Ese silencio posterior; tan asumido durante mucho tiempo que apenas se cuestionaba; es el punto de partida de la Asociación Cultural de Dulcineas y Damas Manchegas de Ciudad Real, un colectivo que no nace para crear una figura nueva, sino para dar continuidad, memoria y sentido a una representación femenina que llevaba casi medio siglo formando parte de la identidad local.

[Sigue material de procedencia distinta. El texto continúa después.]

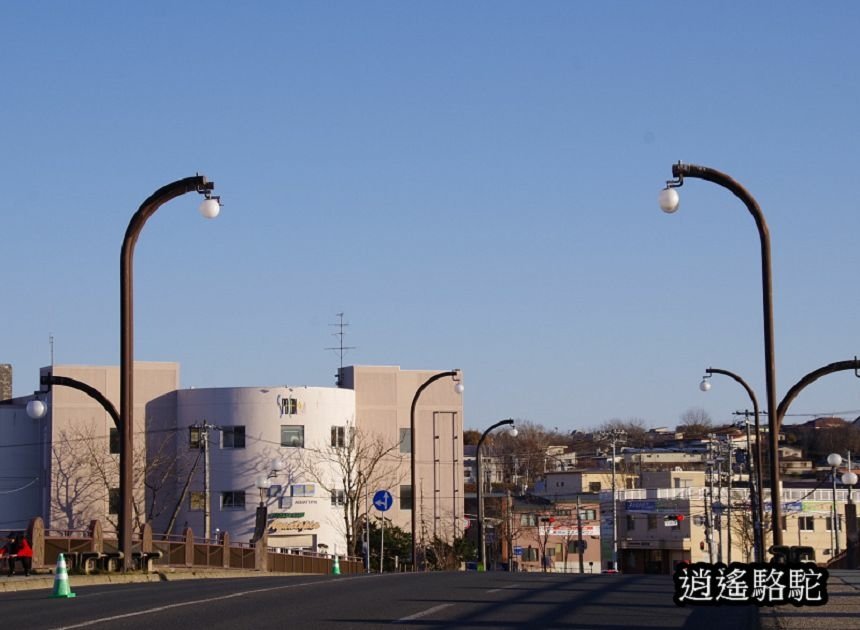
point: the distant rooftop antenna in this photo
(340, 348)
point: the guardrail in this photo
(89, 549)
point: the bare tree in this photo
(348, 467)
(695, 421)
(636, 429)
(75, 491)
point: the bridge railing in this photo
(177, 550)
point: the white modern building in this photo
(64, 467)
(273, 433)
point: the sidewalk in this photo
(842, 611)
(44, 579)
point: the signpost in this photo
(382, 501)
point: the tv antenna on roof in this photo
(340, 334)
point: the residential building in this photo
(64, 467)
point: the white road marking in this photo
(504, 588)
(424, 613)
(196, 602)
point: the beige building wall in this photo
(383, 399)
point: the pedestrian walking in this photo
(19, 550)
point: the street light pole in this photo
(454, 374)
(669, 203)
(756, 499)
(263, 483)
(481, 527)
(209, 209)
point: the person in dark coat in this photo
(20, 550)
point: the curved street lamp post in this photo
(458, 387)
(669, 202)
(481, 527)
(209, 208)
(756, 501)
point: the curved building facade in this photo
(247, 430)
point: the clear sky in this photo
(474, 184)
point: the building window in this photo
(303, 490)
(405, 497)
(195, 437)
(233, 437)
(233, 500)
(289, 406)
(338, 437)
(405, 440)
(338, 497)
(113, 501)
(293, 435)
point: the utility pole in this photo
(709, 502)
(614, 437)
(203, 428)
(754, 490)
(579, 536)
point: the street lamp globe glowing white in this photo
(210, 207)
(834, 459)
(669, 200)
(36, 409)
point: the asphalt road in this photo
(423, 600)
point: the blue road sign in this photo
(382, 500)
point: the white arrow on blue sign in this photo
(382, 500)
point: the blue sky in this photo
(474, 184)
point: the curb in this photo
(46, 581)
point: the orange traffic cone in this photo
(61, 579)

La conversación con la asociación arranca con una precisión casi espontánea y con una idea clara: Explicar qué hay detrás de esa presencia constante que la ciudad ve en actos, ofrendas y celebraciones.

Participantes del taller de costura en el desfile de Pandorga / Asoc. Dulcineas y Damas Manchegas

En la mesa están Milagros Delgado, presidenta; Pilar Díaz-Santos, vicepresidenta; Patricia de Lemos Delgado, tesorera; y María del Hierro, secretaria. La junta directiva se completa con las vocales Yolanda Rodríguez Miguélez, Lourdes Serrano de la Cruz, María Isabel Calle Calle y M.ª del Prado López Muñoz. En este grupo de mujeres no solo hay una voz individual, sino una experiencia compartida y una historia atravesada por las generaciones, y que hoy recorreremos con ellas.

De Reina de las Fiestas a Dulcinea: El origen de una figura identitaria

La figura de la Dulcinea en Ciudad Real nace oficialmente en 1958, cuando la tradicional Reina de las Fiestas desaparece para dar lugar a la Dulcinea. La decisión, tomada por la corporación municipal de la época, busca dotar a la representación femenina de un nombre más propio, más vinculado a la identidad manchega y al imaginario literario, seña de identidad de la provincia de Ciudad Real.

Papeleta de elección de Dulcinea / Asoc. Dulcineas y Damas Manchegas

Durante años, la elección se realizó mediante votación popular. Cada barrio escogía a su representante, que era presentada en el Ayuntamiento, y la ciudadanía votaba a través de papeletas u octavillas que se contabilizaban para proclamar a la Dulcinea. Era un sistema profundamente ligado a la vida vecinal y al pulso cotidiano de la ciudad.

No se conserva la fecha exacta en la que este sistema dejó de utilizarse, pero sitúan su desaparición varios años antes de los ochenta. Posteriormente, la elección ya se realizaría mediante comité o jurado, y las papeletas habrían quedado atrás.

Proclamación de la Dulcinea / Lanza 1978

En la pandorga de la capital manchega, las candidatas a Dulcinea de los barrios desfilaban, produciéndose el nombramiento finalmente durante las ferias.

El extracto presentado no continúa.